"The morning I got up to begin this book, I coughed. Something was coming out of my throat: it was strangling me. I broke the thread which held it and yanked it out. I went back to bed and said: I have just spat out my heart." Anais Nin


I photograph to capture, but ultimately to create, a world that may or may not truly exist. Neither cynical nor life affirming, I feel that my photographs are often simply the result of my constant search for collecting images as small yet meaningful artifacts of a life often hard to compute and place into focus. Through the unique ability of photography, the world can appear like an eerie dreamscape; Blossoming into something surreal or dimming into the grimmest reality. Finding this constant dichotomy, not only in photography, but in life never ceases to exhilarate as well as taunt me. Fueled by the vivid contradictions of life and the desire to capture these ultimately intangible inconsistencies in my photographs, something internal impels me to make these images of this external world around me.
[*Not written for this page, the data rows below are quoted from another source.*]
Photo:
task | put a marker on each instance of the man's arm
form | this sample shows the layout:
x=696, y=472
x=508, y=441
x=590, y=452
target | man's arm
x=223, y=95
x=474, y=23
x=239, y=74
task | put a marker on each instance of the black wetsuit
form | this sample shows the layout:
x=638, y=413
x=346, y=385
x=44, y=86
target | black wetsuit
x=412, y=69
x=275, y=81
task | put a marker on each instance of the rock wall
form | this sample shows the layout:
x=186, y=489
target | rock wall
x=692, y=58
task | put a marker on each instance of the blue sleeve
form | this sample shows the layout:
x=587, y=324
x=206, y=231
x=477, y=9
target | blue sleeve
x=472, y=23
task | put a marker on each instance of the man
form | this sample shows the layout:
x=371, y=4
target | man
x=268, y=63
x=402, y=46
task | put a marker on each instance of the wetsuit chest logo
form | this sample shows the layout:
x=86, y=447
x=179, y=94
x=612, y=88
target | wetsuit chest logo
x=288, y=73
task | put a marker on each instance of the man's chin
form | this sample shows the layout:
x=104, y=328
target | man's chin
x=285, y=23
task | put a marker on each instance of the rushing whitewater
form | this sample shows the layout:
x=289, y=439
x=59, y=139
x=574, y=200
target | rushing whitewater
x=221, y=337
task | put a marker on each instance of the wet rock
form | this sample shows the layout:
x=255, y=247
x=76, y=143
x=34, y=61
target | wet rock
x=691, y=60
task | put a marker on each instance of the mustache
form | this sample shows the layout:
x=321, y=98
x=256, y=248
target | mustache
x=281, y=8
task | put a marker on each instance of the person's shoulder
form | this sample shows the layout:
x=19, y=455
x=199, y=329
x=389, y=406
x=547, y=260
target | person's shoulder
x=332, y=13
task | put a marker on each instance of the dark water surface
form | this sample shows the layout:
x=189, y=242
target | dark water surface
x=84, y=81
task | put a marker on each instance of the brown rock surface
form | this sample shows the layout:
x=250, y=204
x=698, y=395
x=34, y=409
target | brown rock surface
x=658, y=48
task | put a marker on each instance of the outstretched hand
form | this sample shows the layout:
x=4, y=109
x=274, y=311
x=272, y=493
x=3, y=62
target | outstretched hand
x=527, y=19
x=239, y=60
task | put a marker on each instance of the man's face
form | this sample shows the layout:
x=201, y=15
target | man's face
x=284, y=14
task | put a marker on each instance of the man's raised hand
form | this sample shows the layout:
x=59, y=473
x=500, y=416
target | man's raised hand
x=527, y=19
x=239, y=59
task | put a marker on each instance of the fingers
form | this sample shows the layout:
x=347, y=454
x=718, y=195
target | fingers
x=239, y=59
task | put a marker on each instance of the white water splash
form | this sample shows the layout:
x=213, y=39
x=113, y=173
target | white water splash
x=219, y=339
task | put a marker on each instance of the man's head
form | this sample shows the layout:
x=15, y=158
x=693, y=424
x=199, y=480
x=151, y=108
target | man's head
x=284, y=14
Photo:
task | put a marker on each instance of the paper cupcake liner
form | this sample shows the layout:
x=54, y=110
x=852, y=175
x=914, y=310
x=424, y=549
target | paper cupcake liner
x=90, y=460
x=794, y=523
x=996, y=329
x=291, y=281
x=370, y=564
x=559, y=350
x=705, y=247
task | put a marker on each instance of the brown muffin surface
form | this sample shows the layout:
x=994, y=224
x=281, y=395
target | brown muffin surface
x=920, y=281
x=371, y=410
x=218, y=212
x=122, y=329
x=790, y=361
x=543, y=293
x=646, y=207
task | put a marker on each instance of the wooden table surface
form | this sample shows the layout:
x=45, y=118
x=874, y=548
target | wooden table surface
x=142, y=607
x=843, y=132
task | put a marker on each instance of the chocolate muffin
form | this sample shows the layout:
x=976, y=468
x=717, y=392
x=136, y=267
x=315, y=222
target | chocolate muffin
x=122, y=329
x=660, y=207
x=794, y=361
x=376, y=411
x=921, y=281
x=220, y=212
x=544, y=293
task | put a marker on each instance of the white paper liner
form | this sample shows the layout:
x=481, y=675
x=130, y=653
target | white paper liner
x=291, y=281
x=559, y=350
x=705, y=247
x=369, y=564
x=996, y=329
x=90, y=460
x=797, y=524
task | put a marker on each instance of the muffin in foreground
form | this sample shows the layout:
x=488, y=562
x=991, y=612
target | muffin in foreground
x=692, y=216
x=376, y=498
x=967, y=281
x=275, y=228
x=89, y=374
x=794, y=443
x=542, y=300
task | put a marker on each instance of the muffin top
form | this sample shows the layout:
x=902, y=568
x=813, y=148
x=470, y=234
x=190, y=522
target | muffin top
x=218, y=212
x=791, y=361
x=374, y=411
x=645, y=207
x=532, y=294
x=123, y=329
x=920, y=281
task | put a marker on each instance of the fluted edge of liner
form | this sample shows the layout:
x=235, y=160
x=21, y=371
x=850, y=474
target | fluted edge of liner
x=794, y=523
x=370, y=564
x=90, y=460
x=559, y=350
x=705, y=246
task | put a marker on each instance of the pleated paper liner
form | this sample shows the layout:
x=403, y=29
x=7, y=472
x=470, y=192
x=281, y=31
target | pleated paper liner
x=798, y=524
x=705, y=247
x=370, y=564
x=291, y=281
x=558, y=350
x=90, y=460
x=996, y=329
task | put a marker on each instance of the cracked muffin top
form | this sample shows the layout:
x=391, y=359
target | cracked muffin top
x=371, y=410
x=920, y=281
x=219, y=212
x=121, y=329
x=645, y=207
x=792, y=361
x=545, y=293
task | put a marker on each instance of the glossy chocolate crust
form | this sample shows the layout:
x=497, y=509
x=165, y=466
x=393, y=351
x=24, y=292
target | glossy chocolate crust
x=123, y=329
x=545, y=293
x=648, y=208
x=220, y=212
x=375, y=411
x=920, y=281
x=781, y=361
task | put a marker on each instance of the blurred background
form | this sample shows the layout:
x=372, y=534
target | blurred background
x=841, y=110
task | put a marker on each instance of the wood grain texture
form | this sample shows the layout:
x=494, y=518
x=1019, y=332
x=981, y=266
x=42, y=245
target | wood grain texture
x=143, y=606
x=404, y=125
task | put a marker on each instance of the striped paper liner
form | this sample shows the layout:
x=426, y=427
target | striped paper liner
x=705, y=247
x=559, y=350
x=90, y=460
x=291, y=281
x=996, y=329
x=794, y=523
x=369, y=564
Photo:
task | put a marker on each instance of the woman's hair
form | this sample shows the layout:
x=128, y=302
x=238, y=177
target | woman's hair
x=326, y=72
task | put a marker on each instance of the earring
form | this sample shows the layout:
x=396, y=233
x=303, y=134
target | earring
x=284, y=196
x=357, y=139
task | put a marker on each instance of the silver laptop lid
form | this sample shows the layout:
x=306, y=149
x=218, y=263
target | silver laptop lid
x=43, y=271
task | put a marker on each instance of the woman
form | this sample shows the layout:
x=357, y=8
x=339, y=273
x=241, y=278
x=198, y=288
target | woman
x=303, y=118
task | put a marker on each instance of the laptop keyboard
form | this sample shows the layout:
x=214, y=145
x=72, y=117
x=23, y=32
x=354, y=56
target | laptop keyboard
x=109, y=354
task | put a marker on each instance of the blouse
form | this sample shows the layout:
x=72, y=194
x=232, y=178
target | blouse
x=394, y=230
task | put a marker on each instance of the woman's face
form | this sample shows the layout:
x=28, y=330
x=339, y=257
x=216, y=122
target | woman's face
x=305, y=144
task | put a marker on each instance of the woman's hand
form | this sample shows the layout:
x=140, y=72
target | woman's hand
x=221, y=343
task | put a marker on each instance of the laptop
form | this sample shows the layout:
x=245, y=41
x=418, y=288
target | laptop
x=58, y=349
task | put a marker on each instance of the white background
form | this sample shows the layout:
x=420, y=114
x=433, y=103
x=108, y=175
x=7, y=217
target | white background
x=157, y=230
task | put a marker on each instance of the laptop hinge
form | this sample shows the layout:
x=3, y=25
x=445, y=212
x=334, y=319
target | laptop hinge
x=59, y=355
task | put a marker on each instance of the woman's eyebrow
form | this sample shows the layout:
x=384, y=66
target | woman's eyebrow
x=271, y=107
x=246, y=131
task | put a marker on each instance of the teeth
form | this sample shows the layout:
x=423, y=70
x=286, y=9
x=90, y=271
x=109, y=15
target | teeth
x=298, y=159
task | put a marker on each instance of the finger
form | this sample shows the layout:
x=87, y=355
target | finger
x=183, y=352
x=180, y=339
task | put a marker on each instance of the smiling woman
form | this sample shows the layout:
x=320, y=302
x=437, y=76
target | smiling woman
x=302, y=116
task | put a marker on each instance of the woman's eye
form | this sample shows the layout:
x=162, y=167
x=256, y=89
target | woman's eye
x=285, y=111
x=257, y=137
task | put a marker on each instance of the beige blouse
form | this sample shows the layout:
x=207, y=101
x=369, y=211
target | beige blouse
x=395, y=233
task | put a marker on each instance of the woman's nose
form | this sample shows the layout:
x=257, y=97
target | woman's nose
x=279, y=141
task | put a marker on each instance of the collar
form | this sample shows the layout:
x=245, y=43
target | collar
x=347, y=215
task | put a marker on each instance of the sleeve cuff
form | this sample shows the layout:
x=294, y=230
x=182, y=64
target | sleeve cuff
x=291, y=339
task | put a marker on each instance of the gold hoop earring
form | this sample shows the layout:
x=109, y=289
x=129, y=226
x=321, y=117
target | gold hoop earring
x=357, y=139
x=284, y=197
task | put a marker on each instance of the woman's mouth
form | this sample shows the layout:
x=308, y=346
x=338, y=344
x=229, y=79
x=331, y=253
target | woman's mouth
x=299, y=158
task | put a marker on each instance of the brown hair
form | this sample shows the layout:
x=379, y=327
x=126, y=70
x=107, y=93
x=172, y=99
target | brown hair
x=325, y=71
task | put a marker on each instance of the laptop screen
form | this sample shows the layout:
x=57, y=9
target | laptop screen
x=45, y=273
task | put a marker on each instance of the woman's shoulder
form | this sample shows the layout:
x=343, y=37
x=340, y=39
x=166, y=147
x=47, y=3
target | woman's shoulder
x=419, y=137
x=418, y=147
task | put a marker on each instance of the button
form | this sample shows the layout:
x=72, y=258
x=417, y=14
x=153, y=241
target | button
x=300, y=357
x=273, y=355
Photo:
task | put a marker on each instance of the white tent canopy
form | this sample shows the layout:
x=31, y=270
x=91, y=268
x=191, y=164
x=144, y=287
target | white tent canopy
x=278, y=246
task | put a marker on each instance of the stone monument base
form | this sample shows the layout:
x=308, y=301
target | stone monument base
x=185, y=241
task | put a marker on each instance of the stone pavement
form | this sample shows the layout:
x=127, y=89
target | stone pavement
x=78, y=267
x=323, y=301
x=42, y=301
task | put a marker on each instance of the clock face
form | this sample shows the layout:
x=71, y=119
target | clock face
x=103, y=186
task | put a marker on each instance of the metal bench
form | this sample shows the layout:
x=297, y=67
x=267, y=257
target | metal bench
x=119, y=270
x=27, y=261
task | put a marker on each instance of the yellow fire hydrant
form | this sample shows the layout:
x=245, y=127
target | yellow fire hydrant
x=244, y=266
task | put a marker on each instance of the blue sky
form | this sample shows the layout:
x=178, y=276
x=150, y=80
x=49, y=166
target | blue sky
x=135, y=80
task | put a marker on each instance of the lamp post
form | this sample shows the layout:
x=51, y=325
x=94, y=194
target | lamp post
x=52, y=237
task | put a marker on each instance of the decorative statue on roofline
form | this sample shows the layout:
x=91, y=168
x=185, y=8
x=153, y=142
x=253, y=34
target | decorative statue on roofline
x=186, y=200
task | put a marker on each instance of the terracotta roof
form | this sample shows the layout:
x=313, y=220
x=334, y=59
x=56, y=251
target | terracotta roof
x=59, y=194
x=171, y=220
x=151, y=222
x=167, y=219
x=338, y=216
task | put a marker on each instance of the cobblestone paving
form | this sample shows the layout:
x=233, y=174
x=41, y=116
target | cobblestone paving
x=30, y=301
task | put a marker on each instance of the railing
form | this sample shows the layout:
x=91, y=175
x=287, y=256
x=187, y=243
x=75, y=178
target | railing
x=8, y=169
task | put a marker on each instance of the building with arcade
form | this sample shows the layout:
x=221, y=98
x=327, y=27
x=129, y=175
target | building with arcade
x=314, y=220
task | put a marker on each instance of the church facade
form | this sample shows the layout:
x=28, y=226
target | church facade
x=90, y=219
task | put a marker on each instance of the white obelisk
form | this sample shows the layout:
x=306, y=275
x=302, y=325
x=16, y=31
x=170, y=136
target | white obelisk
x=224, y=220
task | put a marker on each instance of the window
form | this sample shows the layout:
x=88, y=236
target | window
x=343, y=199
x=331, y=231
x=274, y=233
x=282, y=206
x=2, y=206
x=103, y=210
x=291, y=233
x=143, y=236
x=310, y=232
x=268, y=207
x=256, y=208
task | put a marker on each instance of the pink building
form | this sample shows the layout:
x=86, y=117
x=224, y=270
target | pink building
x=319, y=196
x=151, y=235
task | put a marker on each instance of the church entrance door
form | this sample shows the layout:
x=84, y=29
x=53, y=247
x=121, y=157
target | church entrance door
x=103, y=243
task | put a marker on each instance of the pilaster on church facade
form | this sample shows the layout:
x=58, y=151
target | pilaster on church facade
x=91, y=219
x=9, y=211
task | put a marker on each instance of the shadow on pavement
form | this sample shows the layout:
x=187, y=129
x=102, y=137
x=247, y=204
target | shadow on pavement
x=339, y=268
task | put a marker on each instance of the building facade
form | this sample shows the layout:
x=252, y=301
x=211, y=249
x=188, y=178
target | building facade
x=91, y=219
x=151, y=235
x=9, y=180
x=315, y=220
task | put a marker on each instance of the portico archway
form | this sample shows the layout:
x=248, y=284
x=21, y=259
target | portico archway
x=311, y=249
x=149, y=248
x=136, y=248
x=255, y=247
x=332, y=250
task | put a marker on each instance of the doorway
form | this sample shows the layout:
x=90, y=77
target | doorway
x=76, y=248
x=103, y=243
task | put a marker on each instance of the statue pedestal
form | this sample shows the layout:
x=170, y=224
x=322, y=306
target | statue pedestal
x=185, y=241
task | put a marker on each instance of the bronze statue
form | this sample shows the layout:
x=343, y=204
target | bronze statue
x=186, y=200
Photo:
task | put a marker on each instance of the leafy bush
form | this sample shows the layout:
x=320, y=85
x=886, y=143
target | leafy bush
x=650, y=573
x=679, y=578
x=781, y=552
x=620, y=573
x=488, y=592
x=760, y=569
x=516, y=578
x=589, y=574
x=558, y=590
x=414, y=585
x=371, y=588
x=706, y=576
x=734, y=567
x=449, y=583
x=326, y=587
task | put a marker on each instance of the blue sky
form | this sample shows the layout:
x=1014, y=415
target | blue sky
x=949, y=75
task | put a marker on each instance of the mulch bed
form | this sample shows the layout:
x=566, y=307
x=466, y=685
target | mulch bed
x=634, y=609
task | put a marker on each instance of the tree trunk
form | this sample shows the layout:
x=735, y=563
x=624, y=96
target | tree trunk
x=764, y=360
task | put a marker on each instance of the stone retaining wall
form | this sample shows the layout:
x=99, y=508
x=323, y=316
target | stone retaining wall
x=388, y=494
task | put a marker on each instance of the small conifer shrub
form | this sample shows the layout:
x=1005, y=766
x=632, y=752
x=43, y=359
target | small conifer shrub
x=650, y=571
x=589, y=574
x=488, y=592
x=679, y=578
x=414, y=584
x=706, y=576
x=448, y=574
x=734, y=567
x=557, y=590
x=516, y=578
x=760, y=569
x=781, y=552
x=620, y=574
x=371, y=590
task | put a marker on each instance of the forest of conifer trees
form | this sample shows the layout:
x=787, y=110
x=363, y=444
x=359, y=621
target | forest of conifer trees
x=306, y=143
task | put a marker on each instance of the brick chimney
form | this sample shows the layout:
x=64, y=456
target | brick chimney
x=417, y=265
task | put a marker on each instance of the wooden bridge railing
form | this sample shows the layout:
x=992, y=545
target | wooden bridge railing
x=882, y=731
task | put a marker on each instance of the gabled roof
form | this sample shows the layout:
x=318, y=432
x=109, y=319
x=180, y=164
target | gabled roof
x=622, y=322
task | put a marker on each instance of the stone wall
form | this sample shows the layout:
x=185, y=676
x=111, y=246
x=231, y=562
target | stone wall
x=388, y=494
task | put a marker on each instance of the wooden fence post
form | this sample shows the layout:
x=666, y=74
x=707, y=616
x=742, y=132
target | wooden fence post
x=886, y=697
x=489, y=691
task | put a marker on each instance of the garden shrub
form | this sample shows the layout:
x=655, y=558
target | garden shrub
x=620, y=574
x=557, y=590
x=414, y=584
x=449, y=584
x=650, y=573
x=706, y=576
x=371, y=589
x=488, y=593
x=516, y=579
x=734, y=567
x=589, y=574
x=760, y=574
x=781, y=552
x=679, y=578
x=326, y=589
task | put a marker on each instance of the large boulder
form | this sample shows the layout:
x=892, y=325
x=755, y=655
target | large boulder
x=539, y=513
Within a photograph, the line that divides what is fact and fiction can, like cigarette smoke in a vast room, often dissipate into thin air. With this in mind, I sometimes accompany my images with text, more memoir than fiction. Although often written for solely personal purposes, I feel these writings can sometimes assist in translating the thought and feeling presented by my images. Using traditional, digital, as well as alternative processes in my work, I photograph the things I love to see;
the way colors bleed, glow and dilate, reflections and refractions of light, icons of my memories, the imperfections that permeate everything, moments of melancholy and happiness, which all when dissected through a photograph, become strangely and equally intriguing.